Uzun ve kaliteli bir hayatın sırrı zeytinyağı, bol sebze, meyve ve balığın yer aldığı Akdeniz mutfağında. Modern tıbbın pek çok hastalığın tedavisinde de yardımcı ve önleyici gücünü keşfettiği bu beslenme biçimi çağımızın en büyük sağlık sorunu olan obezitenin gelişimini de engelliyor. Yaz gelirken, hem fazla kilolara veda edip hem sağlıklı bir yaşama yelken açmak için yönümüzü Akdeniz’e çevirelim. Biz de bir Akdeniz ülkesi olarak kalp ve damar hastalıkları, kanser türleri, Alzheimer, Parkinson, mide ve sindirim sorunları gibi pek çok rahatsızlık üzerinde etkili olan Akdeniz diyetini biraz daha yakından tanıyalım. Binlerce yıldır Akdeniz insanı, çok zengin besin değeri olan meyve ve sebze, tam tahıl, ceviz, baklagil, balık, zeytinyağı ve yağsız etlerle besleniyor. Akdeniz diyetinin en bilinen mutfağı ise Girit mutfağı. Giritliler’de kalp damar hastalıklarına nadiren rastlandığı tıbben kanıtlanmış durumda. Akdeniz Diyeti ilk kez 1960’larda Angel Keys tarafından tanımlandı. Akdeniz havzasında yaşayanların gıda çeşitliliği yönünden zengin bir beslenme şekline sahip olduğunu gözlemleyen Keys, aynı zamanda bölge halkının uzun yaşadığını fark etti. Keys ve arkadaşlarının yaptığı çalışmalar ve yıllardır toplanan kanıtlar değerlendirildiğinde; geleneksel Akdeniz diyetinin sağlıklı beslenme için birçok önemli özellikleri bir araya getirdiği belirlendi.

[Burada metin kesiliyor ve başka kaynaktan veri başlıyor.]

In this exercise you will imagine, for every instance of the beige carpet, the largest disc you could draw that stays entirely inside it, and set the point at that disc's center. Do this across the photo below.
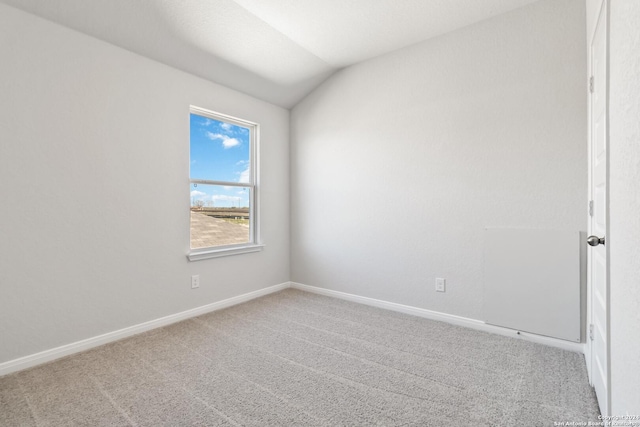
(299, 359)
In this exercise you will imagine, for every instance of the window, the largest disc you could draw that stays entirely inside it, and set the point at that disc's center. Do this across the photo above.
(222, 185)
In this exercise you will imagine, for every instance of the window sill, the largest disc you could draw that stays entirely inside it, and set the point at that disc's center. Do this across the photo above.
(220, 252)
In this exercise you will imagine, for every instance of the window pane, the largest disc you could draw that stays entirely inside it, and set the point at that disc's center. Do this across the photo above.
(219, 150)
(219, 215)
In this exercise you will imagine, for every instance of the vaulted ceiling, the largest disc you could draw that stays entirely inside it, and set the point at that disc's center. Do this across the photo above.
(275, 50)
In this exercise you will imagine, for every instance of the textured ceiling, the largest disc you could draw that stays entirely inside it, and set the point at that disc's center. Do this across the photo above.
(276, 50)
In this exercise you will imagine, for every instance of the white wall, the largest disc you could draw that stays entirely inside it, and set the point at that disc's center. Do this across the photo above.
(624, 239)
(400, 162)
(94, 219)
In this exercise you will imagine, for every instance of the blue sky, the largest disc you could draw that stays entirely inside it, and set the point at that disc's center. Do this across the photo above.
(219, 152)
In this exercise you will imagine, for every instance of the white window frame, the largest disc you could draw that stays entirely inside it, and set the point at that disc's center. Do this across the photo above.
(254, 244)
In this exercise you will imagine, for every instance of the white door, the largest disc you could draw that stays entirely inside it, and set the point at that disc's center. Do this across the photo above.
(597, 278)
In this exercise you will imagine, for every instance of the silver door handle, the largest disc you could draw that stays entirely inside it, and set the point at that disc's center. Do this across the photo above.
(595, 240)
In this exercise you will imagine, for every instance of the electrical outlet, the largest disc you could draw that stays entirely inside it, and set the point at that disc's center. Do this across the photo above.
(195, 281)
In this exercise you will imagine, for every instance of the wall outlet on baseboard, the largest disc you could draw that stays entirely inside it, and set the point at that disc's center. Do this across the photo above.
(195, 281)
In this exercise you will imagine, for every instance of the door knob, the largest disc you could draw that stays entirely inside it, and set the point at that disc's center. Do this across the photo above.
(595, 240)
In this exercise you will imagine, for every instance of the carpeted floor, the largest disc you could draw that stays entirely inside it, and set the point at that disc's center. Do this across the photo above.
(300, 359)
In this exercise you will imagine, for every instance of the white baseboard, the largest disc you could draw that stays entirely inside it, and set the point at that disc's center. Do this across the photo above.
(76, 347)
(448, 318)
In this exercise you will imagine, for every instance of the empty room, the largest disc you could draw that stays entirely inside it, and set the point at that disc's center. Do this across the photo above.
(319, 213)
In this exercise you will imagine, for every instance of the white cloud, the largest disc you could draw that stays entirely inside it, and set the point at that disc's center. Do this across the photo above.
(223, 197)
(227, 141)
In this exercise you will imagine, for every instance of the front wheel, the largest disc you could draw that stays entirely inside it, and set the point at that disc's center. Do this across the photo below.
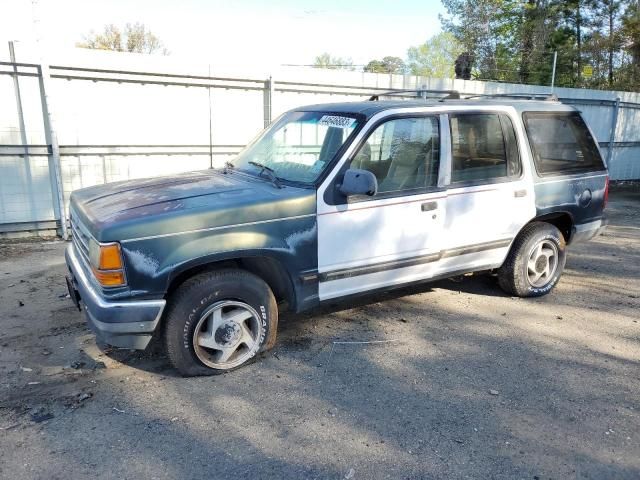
(219, 321)
(535, 262)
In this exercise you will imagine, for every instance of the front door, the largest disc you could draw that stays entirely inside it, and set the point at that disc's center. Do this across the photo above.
(395, 236)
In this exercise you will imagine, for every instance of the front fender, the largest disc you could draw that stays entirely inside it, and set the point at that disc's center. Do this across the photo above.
(152, 263)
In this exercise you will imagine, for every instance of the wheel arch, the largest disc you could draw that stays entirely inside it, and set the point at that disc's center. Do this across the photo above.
(562, 220)
(270, 269)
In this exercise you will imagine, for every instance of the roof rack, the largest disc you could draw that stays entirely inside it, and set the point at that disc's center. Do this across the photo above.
(419, 93)
(550, 97)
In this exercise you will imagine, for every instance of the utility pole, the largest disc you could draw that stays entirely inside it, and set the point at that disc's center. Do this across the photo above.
(553, 71)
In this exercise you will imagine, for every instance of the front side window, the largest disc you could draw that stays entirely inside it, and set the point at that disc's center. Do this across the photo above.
(402, 153)
(299, 146)
(561, 143)
(479, 150)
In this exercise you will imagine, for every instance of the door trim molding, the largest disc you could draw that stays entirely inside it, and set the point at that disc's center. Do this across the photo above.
(342, 273)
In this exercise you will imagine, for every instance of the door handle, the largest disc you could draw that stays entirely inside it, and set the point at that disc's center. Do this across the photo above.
(520, 193)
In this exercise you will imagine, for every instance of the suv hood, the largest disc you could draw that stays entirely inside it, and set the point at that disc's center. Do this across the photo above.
(184, 202)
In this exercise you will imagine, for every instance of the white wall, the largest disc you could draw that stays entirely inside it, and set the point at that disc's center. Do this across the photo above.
(94, 117)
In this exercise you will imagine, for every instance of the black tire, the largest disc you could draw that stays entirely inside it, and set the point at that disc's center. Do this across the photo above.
(515, 276)
(193, 299)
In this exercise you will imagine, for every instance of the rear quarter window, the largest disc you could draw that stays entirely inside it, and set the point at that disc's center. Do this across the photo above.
(561, 143)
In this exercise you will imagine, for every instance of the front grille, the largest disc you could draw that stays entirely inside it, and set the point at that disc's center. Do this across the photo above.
(80, 237)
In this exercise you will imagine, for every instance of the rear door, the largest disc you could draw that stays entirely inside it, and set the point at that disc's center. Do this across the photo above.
(489, 194)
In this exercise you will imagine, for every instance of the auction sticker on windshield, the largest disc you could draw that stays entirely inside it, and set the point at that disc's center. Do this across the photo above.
(336, 121)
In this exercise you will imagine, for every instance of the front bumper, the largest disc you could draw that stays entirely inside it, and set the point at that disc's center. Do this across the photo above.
(126, 324)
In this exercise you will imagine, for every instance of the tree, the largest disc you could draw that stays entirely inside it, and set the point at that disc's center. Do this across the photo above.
(436, 57)
(630, 69)
(386, 65)
(135, 39)
(325, 60)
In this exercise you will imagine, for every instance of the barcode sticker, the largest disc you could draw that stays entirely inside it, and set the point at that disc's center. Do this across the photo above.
(336, 121)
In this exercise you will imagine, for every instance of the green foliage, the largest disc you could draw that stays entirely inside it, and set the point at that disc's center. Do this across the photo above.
(435, 57)
(597, 41)
(386, 65)
(135, 39)
(325, 60)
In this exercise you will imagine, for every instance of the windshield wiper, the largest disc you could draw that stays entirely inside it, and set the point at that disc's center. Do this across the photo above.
(228, 165)
(270, 173)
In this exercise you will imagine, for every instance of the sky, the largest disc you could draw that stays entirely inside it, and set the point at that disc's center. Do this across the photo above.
(267, 32)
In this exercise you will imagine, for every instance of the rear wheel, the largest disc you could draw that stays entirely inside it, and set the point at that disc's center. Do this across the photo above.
(535, 263)
(219, 321)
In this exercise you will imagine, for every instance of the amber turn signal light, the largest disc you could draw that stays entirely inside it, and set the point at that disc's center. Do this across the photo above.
(110, 257)
(109, 278)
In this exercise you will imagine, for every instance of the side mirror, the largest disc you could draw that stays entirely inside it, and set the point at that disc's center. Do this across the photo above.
(359, 182)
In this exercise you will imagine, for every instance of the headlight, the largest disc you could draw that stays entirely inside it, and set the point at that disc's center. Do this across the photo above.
(107, 264)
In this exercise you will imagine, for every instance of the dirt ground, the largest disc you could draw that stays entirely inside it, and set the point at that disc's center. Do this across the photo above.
(471, 383)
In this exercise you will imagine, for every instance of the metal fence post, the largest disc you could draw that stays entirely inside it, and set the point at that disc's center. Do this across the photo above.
(23, 129)
(268, 92)
(53, 149)
(612, 136)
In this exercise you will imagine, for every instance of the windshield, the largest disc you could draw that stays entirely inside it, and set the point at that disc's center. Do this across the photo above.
(298, 146)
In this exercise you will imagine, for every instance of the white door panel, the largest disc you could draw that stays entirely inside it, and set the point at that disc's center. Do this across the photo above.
(480, 214)
(371, 232)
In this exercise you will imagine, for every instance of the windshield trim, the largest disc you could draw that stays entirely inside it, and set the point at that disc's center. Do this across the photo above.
(361, 120)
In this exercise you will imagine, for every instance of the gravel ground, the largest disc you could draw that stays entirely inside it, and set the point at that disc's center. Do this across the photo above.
(470, 383)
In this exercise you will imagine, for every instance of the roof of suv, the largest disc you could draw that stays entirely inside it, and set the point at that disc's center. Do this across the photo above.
(370, 108)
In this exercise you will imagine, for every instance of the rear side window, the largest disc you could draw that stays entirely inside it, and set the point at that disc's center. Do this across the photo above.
(483, 148)
(561, 143)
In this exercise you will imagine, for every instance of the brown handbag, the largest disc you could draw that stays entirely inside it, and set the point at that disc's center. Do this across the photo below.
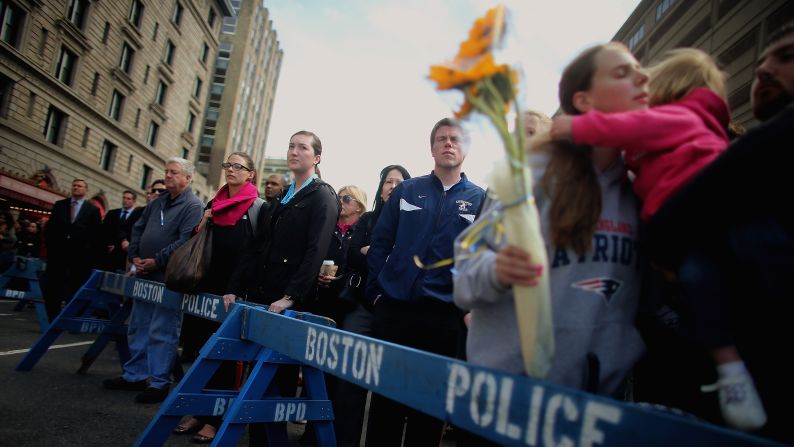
(190, 262)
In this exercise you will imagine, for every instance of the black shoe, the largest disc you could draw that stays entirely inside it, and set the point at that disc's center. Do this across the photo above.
(152, 395)
(120, 384)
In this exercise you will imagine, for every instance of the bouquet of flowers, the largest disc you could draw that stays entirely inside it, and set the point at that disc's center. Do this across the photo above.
(489, 89)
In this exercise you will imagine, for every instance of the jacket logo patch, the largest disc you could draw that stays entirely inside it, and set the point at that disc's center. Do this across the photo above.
(606, 287)
(463, 205)
(405, 206)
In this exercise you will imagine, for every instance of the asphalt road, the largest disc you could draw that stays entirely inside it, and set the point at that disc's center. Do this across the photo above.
(52, 405)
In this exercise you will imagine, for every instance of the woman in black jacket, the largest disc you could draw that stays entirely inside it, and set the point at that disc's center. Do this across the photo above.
(349, 400)
(281, 267)
(234, 213)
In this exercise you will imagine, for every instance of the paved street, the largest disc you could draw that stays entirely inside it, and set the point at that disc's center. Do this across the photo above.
(52, 405)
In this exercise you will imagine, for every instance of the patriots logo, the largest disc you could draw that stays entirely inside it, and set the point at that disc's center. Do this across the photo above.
(606, 287)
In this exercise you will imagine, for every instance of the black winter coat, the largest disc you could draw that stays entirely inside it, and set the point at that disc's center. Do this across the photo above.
(289, 247)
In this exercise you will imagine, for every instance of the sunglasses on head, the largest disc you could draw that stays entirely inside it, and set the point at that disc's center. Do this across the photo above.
(234, 166)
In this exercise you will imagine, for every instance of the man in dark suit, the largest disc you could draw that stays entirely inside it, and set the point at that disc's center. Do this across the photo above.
(117, 228)
(72, 242)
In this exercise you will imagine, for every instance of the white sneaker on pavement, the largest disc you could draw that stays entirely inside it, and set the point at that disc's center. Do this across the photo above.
(739, 402)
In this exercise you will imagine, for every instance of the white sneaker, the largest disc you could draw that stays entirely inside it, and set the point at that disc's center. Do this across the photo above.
(739, 402)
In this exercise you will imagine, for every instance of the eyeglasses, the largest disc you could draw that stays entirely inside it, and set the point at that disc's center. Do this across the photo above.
(235, 166)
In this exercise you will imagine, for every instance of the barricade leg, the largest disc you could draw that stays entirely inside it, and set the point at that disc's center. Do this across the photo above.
(189, 396)
(72, 319)
(118, 315)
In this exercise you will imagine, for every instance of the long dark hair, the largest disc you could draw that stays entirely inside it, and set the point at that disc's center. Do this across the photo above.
(570, 179)
(378, 203)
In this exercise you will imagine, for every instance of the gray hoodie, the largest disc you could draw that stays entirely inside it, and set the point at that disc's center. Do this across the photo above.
(164, 225)
(594, 297)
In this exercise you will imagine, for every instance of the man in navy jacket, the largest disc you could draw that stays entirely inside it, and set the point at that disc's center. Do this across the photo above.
(412, 298)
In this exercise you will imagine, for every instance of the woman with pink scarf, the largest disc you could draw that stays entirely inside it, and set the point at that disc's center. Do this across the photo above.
(232, 214)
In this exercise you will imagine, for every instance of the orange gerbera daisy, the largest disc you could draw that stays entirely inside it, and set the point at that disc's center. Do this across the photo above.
(485, 34)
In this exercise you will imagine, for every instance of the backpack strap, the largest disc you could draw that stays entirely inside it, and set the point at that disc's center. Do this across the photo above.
(253, 212)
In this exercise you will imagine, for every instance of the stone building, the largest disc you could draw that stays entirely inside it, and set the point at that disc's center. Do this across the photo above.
(734, 32)
(101, 90)
(242, 90)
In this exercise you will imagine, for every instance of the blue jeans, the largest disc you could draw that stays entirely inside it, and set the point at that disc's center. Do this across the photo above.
(153, 339)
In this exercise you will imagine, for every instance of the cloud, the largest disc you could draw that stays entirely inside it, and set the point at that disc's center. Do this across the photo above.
(357, 76)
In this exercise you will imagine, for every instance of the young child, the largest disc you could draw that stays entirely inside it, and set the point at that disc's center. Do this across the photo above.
(665, 146)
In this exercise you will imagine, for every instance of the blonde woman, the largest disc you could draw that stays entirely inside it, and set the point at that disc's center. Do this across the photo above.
(352, 205)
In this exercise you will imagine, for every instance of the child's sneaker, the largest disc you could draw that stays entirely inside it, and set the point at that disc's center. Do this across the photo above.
(739, 402)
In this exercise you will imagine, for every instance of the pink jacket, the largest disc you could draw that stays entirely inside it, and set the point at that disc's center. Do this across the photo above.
(664, 146)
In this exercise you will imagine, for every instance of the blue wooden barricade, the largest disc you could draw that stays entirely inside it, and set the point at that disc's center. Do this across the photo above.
(258, 401)
(26, 270)
(105, 292)
(80, 316)
(504, 408)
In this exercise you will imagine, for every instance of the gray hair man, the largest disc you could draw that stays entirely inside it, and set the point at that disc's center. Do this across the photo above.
(153, 334)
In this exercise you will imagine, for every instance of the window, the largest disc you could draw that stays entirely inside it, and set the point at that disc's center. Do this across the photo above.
(177, 16)
(6, 85)
(205, 53)
(116, 104)
(95, 84)
(76, 11)
(54, 126)
(162, 89)
(45, 34)
(105, 33)
(211, 17)
(169, 52)
(191, 120)
(86, 135)
(151, 136)
(127, 54)
(64, 70)
(637, 37)
(107, 156)
(662, 8)
(136, 13)
(146, 177)
(11, 19)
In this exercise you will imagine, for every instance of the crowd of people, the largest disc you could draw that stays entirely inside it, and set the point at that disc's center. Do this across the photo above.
(667, 234)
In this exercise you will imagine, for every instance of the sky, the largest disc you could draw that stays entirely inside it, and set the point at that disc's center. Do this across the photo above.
(354, 72)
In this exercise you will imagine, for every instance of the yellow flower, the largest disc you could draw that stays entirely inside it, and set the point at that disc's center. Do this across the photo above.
(461, 73)
(484, 35)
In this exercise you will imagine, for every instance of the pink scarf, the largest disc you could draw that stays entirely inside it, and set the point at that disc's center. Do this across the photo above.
(226, 211)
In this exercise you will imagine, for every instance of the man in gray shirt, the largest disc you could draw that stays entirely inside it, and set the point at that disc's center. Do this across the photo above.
(153, 334)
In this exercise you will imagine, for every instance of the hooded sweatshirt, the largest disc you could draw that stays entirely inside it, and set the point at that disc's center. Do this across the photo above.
(665, 146)
(594, 297)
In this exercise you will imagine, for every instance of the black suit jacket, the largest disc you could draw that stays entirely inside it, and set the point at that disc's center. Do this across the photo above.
(114, 232)
(73, 245)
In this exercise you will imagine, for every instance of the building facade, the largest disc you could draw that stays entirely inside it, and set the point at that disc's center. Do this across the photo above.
(734, 32)
(101, 90)
(242, 91)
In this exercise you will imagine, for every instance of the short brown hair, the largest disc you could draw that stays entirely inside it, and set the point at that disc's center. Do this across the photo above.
(446, 122)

AKDENİZ DİYETİNİN 8 MUCİZESİ
Doymuş yağ yerine tekli doymamış yağ (zeytinyağı) tüketimi, Yüksek düzeyde kurubaklagil tüketimi, Ekmek dahil yüksek oranda rafine edilmemiş tahıl tüketimi, Yüksek düzeyde meyve tüketimi, Yüksek düzeyde sebze tüketimi, Et ve et ürünlerinin az tüketimi, Orta düzeyde süt ve ürünlerinin tüketimi, Orta düzeyde alkol tüketimidir.